The fifth precept is about awareness: I undertake the training principle to abstain from substances which cloud the mind, or in its positive form: with mindfulness clear and radiant I purify my mind. We really can’t be aware of ourselves if we are intoxicated either by substances or perhaps by less tangible things like fame or glory, by sexual desire even. We have no hope of being able to have insight into the way things are if we live in a fog of our own making. Of course we like being in a fog because we don’t need to think about things, a lack of awareness can be quite pleasurable because we can live in a kind of animal existence that doesn’t worry or care about the consequences of what we are doing. Unfortunately we can’t eradicate awareness completely as human beings and it usually takes more and more substances to keep the mind clouded and unaware and those glimpses we do have of what we are about will probably frighten us if we let them in. Awareness is the only answer and actually as we find when we meditate it is a source of pleasure in itself. We are connecting more inwardly and outwardly as we develop awareness and our separation seems less certain, which of course can seem a bit scary for our ego, our fixed idea of ourselves. But it is the way things are and that interconnectedness has its own pleasures.

As well as viewing the precepts through the prism of loving-kindness we can see them through the prism of awareness, and awareness manifest by the Buddha is the wisdom aspect of Enlightenment.
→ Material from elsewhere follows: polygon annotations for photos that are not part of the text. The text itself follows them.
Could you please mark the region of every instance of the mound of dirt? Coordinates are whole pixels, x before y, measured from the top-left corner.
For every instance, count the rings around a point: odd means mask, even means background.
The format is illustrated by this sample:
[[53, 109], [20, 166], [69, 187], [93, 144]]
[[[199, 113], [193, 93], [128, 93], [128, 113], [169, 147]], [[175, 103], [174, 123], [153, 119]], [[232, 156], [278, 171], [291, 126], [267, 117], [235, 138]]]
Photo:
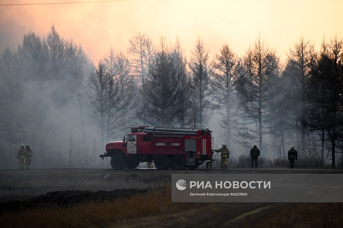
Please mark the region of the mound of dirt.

When we are truly aware of ourselves and the way things are we will communicate truthfully, we will be still and content, and we will be kind and generous.

I didn’t manage to quell my sexually compulsive behaviour by just abstaining by willpower, in fact I needed to stop trying to control it at all. I think I had to really know it, to be aware of it and not think of myself as a bad person because I was ‘promiscuous’. I decided that I would allow myself to go out cruising and have as much sex with as many people as I wished for as long as I wanted. I did this in the context of talking about it in the self-help group and with some of my new Buddhist friends. I improved the situation I was living in and I was going on retreats and learning to meditate. What happened was I discovered that I could have sex with people I wanted to and by staying out a few nights all night I realised that I didn’t really want to be there and I especially didn’t want to have sex in public toilets any more. Developing awareness of my feelings kindness towards myself was a large part of the solution.